### CS 548 KNOWLEDGE DISCOVERY AND DATA MINING - Fall 2016 Project 2: Decision Trees, Linear Regression, Model Trees, Regression Trees

#### PROF. CAROLINA RUIZ

DUE DATE: Tuesday October 11th, 2016.
• Slides: Submit via myWPI by 2:00 pm.
• Written report: Hand in a hardcopy by the beginning of class (by 3:59 pm).

### Project Assignment:

1. Study Sections 4.1-4.5 and Appendix D of the textbook in great detail.

2. Study Witten's, Frank's, and Hall textbook (available on reserve in the WPI Library) Sect. 3.3, 4.6 (linear regression), and 6.6.

3. Study all the materials posted on the course Lecture Notes:
In particular, you should know the algorithms to construct decision trees, regression trees, and model trees very well, and be able to use these algorithms to construct trees from data by hand during the test. See examples provided in the Lecture Notes linked above. (Note: for model and regression trees, a software tool will be used to obtain the necessary linear regressions.)

4. THOROUGHLY READ AND FOLLOW THE PROJECT GUIDELINES. These guidelines contain detailed information about how to structure your project, and how to prepare your written summary, and how to study for the test.

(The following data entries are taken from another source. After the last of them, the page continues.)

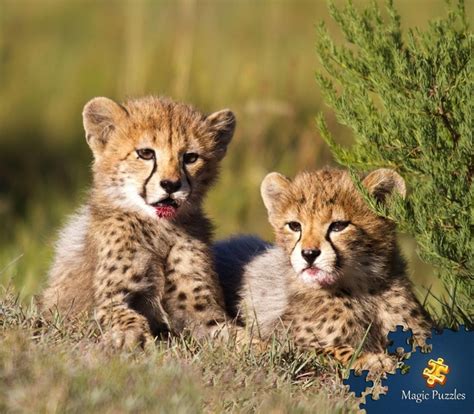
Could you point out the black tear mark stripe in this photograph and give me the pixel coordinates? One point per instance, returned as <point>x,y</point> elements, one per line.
<point>153,170</point>
<point>126,156</point>
<point>188,179</point>
<point>336,251</point>
<point>170,124</point>
<point>297,241</point>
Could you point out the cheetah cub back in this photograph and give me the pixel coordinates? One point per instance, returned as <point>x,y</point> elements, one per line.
<point>137,253</point>
<point>336,271</point>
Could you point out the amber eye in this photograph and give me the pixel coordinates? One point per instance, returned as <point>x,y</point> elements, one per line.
<point>294,226</point>
<point>190,157</point>
<point>338,226</point>
<point>146,154</point>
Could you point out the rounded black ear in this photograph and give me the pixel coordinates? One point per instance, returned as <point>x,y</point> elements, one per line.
<point>271,189</point>
<point>384,182</point>
<point>100,117</point>
<point>222,123</point>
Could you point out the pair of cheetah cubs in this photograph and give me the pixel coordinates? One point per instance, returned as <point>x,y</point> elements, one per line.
<point>139,254</point>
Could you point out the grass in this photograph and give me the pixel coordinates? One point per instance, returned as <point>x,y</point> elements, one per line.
<point>53,368</point>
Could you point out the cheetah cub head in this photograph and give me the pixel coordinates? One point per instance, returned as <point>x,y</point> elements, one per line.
<point>329,232</point>
<point>152,155</point>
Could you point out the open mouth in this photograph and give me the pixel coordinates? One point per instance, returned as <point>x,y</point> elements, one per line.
<point>166,208</point>
<point>314,274</point>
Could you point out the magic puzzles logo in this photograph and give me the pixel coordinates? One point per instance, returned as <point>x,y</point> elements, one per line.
<point>435,376</point>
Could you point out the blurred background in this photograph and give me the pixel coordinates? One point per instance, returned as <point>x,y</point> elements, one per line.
<point>255,57</point>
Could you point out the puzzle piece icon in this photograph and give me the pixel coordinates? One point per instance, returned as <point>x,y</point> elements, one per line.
<point>436,372</point>
<point>399,339</point>
<point>358,383</point>
<point>408,391</point>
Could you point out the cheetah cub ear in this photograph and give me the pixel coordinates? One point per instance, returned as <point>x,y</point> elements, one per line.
<point>272,188</point>
<point>384,182</point>
<point>222,126</point>
<point>100,117</point>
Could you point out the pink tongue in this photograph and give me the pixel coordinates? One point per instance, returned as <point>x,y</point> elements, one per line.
<point>165,211</point>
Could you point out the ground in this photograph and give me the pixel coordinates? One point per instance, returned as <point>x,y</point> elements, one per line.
<point>53,369</point>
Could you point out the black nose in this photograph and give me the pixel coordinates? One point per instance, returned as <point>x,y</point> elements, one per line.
<point>170,186</point>
<point>310,255</point>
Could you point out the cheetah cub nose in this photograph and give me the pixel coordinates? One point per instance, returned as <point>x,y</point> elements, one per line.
<point>310,255</point>
<point>170,186</point>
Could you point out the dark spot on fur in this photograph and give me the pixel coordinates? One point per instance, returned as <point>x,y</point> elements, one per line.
<point>199,307</point>
<point>136,277</point>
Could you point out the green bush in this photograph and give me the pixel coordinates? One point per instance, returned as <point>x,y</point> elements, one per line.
<point>407,97</point>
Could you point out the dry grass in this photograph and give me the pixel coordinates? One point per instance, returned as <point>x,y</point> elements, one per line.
<point>53,368</point>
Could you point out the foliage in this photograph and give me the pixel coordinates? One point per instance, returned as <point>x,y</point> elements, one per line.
<point>408,97</point>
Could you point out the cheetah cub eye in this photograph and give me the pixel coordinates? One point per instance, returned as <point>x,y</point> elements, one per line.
<point>190,157</point>
<point>294,226</point>
<point>337,226</point>
<point>146,154</point>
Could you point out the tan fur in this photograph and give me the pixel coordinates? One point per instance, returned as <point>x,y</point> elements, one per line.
<point>360,284</point>
<point>139,272</point>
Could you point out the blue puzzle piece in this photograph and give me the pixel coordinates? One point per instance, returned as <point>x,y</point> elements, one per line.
<point>358,383</point>
<point>399,339</point>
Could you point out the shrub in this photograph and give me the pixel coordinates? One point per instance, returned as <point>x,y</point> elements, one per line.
<point>407,98</point>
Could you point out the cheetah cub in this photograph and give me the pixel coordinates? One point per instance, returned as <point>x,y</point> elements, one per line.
<point>335,274</point>
<point>137,254</point>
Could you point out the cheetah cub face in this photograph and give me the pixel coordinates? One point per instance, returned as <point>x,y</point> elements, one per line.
<point>329,232</point>
<point>154,156</point>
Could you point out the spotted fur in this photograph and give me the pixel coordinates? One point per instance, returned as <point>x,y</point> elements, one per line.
<point>137,254</point>
<point>355,282</point>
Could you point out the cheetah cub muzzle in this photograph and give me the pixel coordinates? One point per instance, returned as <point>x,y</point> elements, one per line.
<point>137,253</point>
<point>335,274</point>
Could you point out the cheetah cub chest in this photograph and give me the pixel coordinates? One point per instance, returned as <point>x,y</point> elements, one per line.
<point>137,253</point>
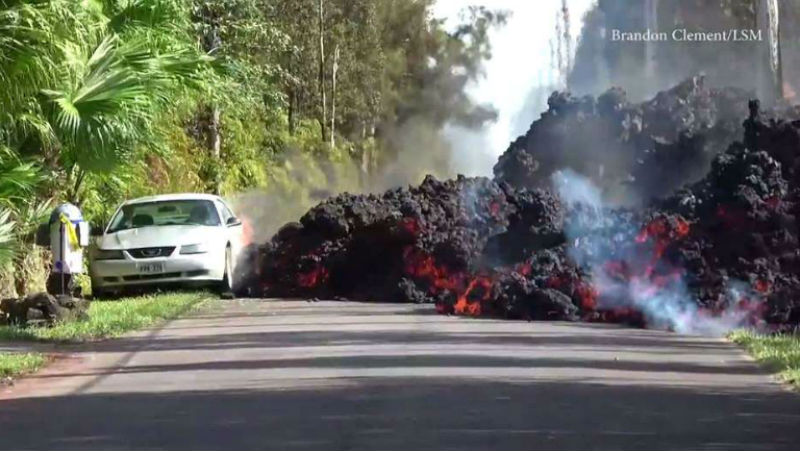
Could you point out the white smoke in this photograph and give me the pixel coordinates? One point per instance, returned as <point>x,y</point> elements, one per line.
<point>666,304</point>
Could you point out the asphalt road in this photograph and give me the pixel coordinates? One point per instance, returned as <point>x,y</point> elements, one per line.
<point>285,375</point>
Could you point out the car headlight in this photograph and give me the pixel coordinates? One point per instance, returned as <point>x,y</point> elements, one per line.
<point>102,254</point>
<point>200,248</point>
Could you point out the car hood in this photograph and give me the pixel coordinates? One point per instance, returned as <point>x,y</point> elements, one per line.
<point>158,236</point>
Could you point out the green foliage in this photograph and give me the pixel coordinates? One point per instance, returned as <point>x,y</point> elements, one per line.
<point>781,352</point>
<point>112,318</point>
<point>14,364</point>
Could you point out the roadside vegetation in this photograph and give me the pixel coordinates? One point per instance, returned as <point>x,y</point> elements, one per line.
<point>780,353</point>
<point>18,364</point>
<point>105,100</point>
<point>109,319</point>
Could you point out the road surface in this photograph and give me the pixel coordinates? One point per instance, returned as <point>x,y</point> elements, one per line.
<point>297,375</point>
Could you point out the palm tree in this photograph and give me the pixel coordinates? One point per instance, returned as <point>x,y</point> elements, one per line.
<point>82,84</point>
<point>87,78</point>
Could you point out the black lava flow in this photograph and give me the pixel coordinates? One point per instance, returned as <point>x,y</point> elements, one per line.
<point>718,199</point>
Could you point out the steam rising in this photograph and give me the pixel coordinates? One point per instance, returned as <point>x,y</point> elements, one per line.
<point>598,238</point>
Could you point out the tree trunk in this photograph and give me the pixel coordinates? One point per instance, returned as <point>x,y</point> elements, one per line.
<point>333,95</point>
<point>323,120</point>
<point>215,144</point>
<point>291,111</point>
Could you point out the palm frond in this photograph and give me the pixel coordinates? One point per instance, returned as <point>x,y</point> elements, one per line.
<point>7,237</point>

*** You must use the Project 2 Template provided for your written report. Do not exceed the page limits stated in the template nor decrease the font size ***. (If you prefer not to use Word, you can copy and paste this format in a different editor as long as you respect the stated page structure and page limit.)

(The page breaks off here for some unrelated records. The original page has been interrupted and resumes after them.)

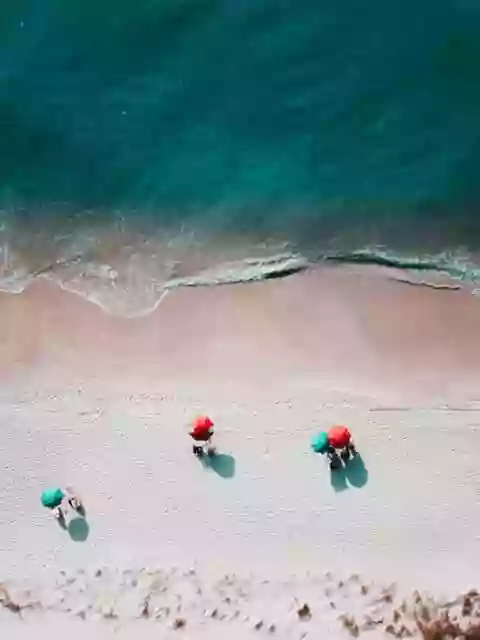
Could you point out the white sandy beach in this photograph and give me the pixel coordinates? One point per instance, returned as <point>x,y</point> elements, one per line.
<point>103,404</point>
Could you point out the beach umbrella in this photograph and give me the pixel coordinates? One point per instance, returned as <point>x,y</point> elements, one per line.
<point>319,442</point>
<point>201,426</point>
<point>339,436</point>
<point>52,498</point>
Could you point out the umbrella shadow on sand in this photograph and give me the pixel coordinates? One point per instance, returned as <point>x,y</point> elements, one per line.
<point>78,529</point>
<point>222,464</point>
<point>354,474</point>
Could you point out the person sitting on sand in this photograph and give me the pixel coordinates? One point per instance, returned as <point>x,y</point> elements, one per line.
<point>201,433</point>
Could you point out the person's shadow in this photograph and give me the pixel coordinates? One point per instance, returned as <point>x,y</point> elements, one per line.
<point>222,464</point>
<point>78,529</point>
<point>338,479</point>
<point>356,471</point>
<point>353,473</point>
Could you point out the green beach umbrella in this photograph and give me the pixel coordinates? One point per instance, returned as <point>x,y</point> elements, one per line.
<point>52,498</point>
<point>319,442</point>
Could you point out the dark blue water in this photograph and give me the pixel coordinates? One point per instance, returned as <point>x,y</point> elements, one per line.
<point>310,121</point>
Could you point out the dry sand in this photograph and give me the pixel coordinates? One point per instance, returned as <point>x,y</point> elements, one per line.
<point>103,404</point>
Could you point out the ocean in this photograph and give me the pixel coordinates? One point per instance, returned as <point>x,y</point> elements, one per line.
<point>156,144</point>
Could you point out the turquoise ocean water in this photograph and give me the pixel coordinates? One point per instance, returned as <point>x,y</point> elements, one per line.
<point>147,141</point>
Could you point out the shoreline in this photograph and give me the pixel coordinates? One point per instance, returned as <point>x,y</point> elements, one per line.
<point>357,331</point>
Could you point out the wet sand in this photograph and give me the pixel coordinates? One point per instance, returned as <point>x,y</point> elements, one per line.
<point>103,404</point>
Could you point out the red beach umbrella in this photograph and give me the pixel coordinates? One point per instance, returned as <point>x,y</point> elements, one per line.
<point>201,427</point>
<point>339,436</point>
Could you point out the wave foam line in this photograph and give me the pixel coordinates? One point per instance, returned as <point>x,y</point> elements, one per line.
<point>248,270</point>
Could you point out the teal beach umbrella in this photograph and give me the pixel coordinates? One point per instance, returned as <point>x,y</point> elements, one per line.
<point>319,442</point>
<point>52,498</point>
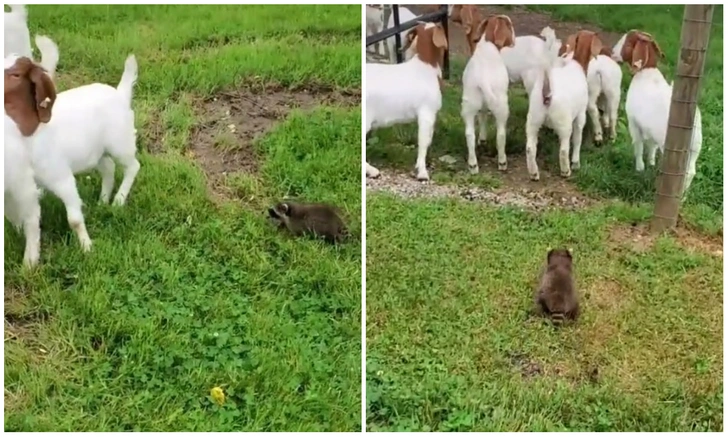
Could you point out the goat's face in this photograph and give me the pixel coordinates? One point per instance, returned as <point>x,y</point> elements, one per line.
<point>29,94</point>
<point>429,41</point>
<point>498,29</point>
<point>640,50</point>
<point>582,47</point>
<point>470,17</point>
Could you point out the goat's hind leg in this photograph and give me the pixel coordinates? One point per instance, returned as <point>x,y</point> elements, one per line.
<point>67,191</point>
<point>106,167</point>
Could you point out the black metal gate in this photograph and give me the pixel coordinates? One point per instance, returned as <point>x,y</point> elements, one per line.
<point>432,17</point>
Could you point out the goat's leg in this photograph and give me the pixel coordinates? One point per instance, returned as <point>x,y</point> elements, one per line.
<point>576,138</point>
<point>106,168</point>
<point>67,191</point>
<point>25,212</point>
<point>469,120</point>
<point>532,129</point>
<point>372,172</point>
<point>501,120</point>
<point>425,130</point>
<point>651,153</point>
<point>131,168</point>
<point>637,144</point>
<point>482,126</point>
<point>595,119</point>
<point>612,112</point>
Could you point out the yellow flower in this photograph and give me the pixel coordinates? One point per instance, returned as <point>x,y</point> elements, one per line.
<point>217,395</point>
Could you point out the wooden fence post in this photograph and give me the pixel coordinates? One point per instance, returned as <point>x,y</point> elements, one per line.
<point>693,45</point>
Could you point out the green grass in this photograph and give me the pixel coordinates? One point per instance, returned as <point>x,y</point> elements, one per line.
<point>449,345</point>
<point>182,293</point>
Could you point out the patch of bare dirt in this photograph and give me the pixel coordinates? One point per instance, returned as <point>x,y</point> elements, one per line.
<point>230,123</point>
<point>639,238</point>
<point>516,188</point>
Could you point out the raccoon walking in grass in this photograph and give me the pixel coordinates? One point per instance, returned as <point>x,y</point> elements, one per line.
<point>316,219</point>
<point>556,295</point>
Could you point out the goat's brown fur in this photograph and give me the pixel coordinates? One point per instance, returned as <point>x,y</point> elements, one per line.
<point>469,16</point>
<point>498,29</point>
<point>317,219</point>
<point>640,50</point>
<point>29,95</point>
<point>556,295</point>
<point>585,45</point>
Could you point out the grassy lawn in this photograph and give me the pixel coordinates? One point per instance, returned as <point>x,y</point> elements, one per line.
<point>187,286</point>
<point>449,344</point>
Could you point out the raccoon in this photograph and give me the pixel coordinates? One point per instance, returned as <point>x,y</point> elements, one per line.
<point>556,295</point>
<point>316,219</point>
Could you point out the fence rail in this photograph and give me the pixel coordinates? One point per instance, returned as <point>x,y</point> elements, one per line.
<point>431,17</point>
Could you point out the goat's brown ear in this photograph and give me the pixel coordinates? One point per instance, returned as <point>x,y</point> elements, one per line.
<point>438,37</point>
<point>480,30</point>
<point>45,93</point>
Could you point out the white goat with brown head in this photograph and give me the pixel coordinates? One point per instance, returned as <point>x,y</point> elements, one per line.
<point>485,86</point>
<point>558,98</point>
<point>410,91</point>
<point>29,98</point>
<point>648,104</point>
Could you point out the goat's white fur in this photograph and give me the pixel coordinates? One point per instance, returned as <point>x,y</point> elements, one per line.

• Data Mining Technique(s): Run experiments in Weka AND in Python using the following techniques:

• Pre-processing Techniques: Feature selection, feature creation, dimensionality reduction, noise reduction, attribute discretization, ...

• Classification Techniques:
• Zero-R (majority class)
• One-R
• Decision trees: Using Weka (J4.8) and Python.
Since these decision tree implementations are able to handle numeric attributes and missing values directly, make sure to run some experiments with no pre-processing and some experiments with pre-processing (discretizing continuous attributes and replacing missing values before hand), and compare the results.

• Regression Techniques:
• Linear Regression: Weka (under "functions") and Python.
• Regression Trees: Weka (M5P under "trees") and Python.
• Model Trees: Weka (M5P under "trees") and Python.

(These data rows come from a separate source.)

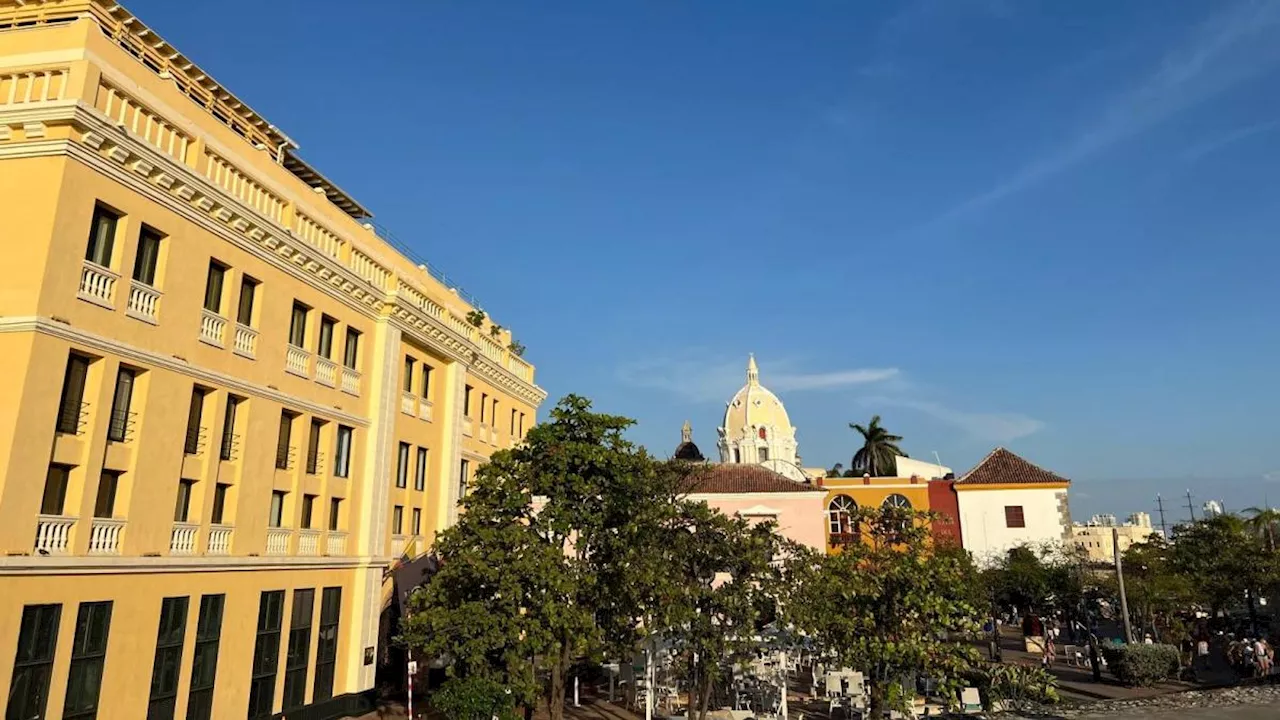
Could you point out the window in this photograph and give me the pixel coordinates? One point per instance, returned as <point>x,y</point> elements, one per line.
<point>147,258</point>
<point>104,506</point>
<point>840,515</point>
<point>300,650</point>
<point>266,654</point>
<point>309,502</point>
<point>351,350</point>
<point>229,438</point>
<point>334,513</point>
<point>204,665</point>
<point>120,423</point>
<point>327,643</point>
<point>402,466</point>
<point>282,441</point>
<point>33,661</point>
<point>245,310</point>
<point>214,286</point>
<point>88,651</point>
<point>101,236</point>
<point>420,472</point>
<point>168,662</point>
<point>298,326</point>
<point>71,406</point>
<point>342,454</point>
<point>314,446</point>
<point>183,506</point>
<point>195,414</point>
<point>219,504</point>
<point>324,343</point>
<point>277,518</point>
<point>1014,516</point>
<point>55,490</point>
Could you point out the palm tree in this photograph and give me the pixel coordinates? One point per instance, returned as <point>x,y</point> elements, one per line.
<point>878,449</point>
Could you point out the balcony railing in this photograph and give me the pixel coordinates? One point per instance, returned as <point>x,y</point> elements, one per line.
<point>336,543</point>
<point>350,381</point>
<point>97,285</point>
<point>246,341</point>
<point>219,540</point>
<point>54,533</point>
<point>278,541</point>
<point>104,536</point>
<point>144,302</point>
<point>309,542</point>
<point>327,372</point>
<point>120,428</point>
<point>297,361</point>
<point>213,327</point>
<point>73,419</point>
<point>195,441</point>
<point>182,538</point>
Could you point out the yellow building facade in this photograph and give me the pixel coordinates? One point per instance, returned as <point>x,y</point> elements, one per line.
<point>229,404</point>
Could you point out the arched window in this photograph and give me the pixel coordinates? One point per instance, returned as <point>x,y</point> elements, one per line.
<point>840,515</point>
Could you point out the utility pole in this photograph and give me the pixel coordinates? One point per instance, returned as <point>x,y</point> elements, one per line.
<point>1124,598</point>
<point>1160,504</point>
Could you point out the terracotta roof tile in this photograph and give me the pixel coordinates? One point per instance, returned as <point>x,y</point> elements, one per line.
<point>727,477</point>
<point>1004,466</point>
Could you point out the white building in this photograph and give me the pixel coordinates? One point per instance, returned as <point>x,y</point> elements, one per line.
<point>1006,501</point>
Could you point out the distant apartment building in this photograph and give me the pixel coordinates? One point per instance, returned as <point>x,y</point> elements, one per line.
<point>1095,538</point>
<point>228,404</point>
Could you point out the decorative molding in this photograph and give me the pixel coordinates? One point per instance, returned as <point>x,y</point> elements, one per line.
<point>83,338</point>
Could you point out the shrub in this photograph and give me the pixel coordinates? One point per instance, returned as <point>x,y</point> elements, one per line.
<point>1142,664</point>
<point>474,698</point>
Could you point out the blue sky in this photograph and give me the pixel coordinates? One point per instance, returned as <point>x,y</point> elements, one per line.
<point>1048,226</point>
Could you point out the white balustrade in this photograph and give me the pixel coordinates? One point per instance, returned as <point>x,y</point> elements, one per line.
<point>278,541</point>
<point>350,381</point>
<point>104,536</point>
<point>219,540</point>
<point>53,533</point>
<point>336,543</point>
<point>309,542</point>
<point>144,302</point>
<point>211,328</point>
<point>327,372</point>
<point>246,341</point>
<point>182,540</point>
<point>97,285</point>
<point>297,361</point>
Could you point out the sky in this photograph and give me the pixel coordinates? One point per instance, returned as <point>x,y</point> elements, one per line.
<point>1036,224</point>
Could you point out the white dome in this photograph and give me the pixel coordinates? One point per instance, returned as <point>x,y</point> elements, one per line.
<point>757,427</point>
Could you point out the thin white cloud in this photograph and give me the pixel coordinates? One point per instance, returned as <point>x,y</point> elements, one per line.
<point>1210,146</point>
<point>992,427</point>
<point>705,379</point>
<point>1230,48</point>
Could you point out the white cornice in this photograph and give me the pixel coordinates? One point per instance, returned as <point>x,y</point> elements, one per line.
<point>147,358</point>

• Dataset: Use the Default of Credit Card Clients Data Set. This dataset is available at the UCI Machine Learning Repository.

This research employed a binary variable, default payment (Yes = 1, No = 0), as the response variable. This study reviewed the literature and used the following 23 variables as explanatory variables:

• X1: Amount of the given credit (NT dollar): it includes both the individual consumer credit and his/her family (supplementary) credit.
• X2: Gender (1 = male; 2 = female).
• X3: Education (1 = graduate school; 2 = university; 3 = high school; 0, 4, 5, 6 = others).
• X4: Marital status (1 = married; 2 = single; 3 = divorce; 0=others).
• X5: Age (year).
• X6 - X11: History of past payment. We tracked the past monthly payment records (from April to September, 2005) as follows: X6 = the repayment status in September, 2005; X7 = the repayment status in August, 2005; . . .;X11 = the repayment status in April, 2005. The measurement scale for the repayment status is: -2: No consumption; -1: Paid in full; 0: The use of revolving credit; 1 = payment delay for one month; 2 = payment delay for two months; . . .; 8 = payment delay for eight months; 9 = payment delay for nine months and above.
• X12-X17: Amount of bill statement (NT dollar). X12 = amount of bill statement in September, 2005; X13 = amount of bill statement in August, 2005; . . .; X17 = amount of bill statement in April, 2005.
• X18-X23: Amount of previous payment (NT dollar). X18 = amount paid in September, 2005; X19 = amount paid in August, 2005; . . .;X23 = amount paid in April, 2005.
• Y: client's behavior; Y=0 then not default, Y=1 then default

Use the following attributes as continuous:

`X1, X5, X12, X13, X14, X15, X16, X17, X18, X19, X20, X21, X22, X23.`
Run some experiments using the following attributes as nominal and some other experiments using them as continuous, and compare the results:
` X2, X3, X4, X6, X7, X8, X9, X10, X11.`

• For classification tasks, use the default payment (Yes = 1, No = 0) attribute (that is, attribute "Y"). Use this attribute as a nominal attribute in all of your experiments.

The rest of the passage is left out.